Pottery Really Lasts!

I make pottery for the making, but it's worth noticing the frighteningly long history my pots have after that point. The stuff really lasts.

Once fired, clay pieces can break, but  are impervious to almost everything else. Highfired, glazed pieces, especially, are tough.


Because it is so variable, traditional, and lasting, archeologists use pottery for location and dating information, to identify peoples and eras, trade and migration. You can dig up pieces of pots in an archeological site, recognize the materials and style of the pots, and know that people at your site were in touch with the makers of those pots in some way.

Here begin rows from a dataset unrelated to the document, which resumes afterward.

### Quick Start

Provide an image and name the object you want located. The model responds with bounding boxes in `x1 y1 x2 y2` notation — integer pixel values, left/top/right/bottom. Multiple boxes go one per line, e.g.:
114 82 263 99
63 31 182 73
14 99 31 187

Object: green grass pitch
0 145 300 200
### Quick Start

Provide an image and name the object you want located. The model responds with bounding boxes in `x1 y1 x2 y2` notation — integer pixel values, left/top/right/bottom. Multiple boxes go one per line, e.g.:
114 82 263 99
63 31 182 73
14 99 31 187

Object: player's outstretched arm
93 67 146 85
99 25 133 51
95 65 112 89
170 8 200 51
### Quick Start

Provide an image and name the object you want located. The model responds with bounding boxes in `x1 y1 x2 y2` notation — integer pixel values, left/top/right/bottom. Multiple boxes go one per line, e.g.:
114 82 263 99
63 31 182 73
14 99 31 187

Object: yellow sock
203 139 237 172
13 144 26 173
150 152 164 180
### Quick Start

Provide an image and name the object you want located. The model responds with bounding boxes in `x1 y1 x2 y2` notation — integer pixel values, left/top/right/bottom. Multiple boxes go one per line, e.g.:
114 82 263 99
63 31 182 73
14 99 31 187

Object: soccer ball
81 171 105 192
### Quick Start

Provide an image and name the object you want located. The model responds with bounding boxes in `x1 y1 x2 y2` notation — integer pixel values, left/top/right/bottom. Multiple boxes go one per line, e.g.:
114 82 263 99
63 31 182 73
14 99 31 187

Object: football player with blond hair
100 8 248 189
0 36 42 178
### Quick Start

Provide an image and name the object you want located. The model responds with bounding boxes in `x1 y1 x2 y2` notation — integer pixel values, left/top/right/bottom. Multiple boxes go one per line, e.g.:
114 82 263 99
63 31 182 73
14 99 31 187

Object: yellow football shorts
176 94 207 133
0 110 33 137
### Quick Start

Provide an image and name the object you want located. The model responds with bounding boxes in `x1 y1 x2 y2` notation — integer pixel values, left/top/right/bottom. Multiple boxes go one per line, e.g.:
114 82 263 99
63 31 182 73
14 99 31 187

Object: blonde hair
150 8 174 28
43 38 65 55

There's an article in a recent Ceramics Monthly about a 9th century shipwreck, full, among other things, of marvelous Chinese ceramics on their way to the Middle East or Europe. Hard on the people involved; great for us, a nasty commonplace in archeology. Finds from the shipwreck shed new light on a lot of the East-West trade, and on Chinese ceramic production of the time.

Many of those pots are still whole, but their current value doesn't require that at all. For the information we can glean from them, broken pots are just as useful. For Edmund de Waal (The White Road),the ground outside Jingdezhen, China, full of broken porcelain bits, is almost sacred ground, a marvel. Jindezhen is where porcelain was perhaps invented for the first time, certainly where it was made in mind-numbing quantity 1000 years ago.

There's an extra responsibility in making something that lasts so long after it leaves my hand. As long as the pot is whole, it continues usable, for function, hand and eye. After that, it still continues, and maybe of some use.

So, what is my responsibility to this depth of time?

First, don't make junk.
Second, don't keep weak, flawed, badly designed pieces.
 I tend to keep, and offer for sale, "seconds", and some people prefer them as stronger evidence of hand work than more symmetrical or neater pieces. But should they be let out into the world to last forever?

Until pots are fired, the clay can be  recycled, and the pot is truly gone. After that, it's here. It seems important, now, the choice to put a piece into that first firing.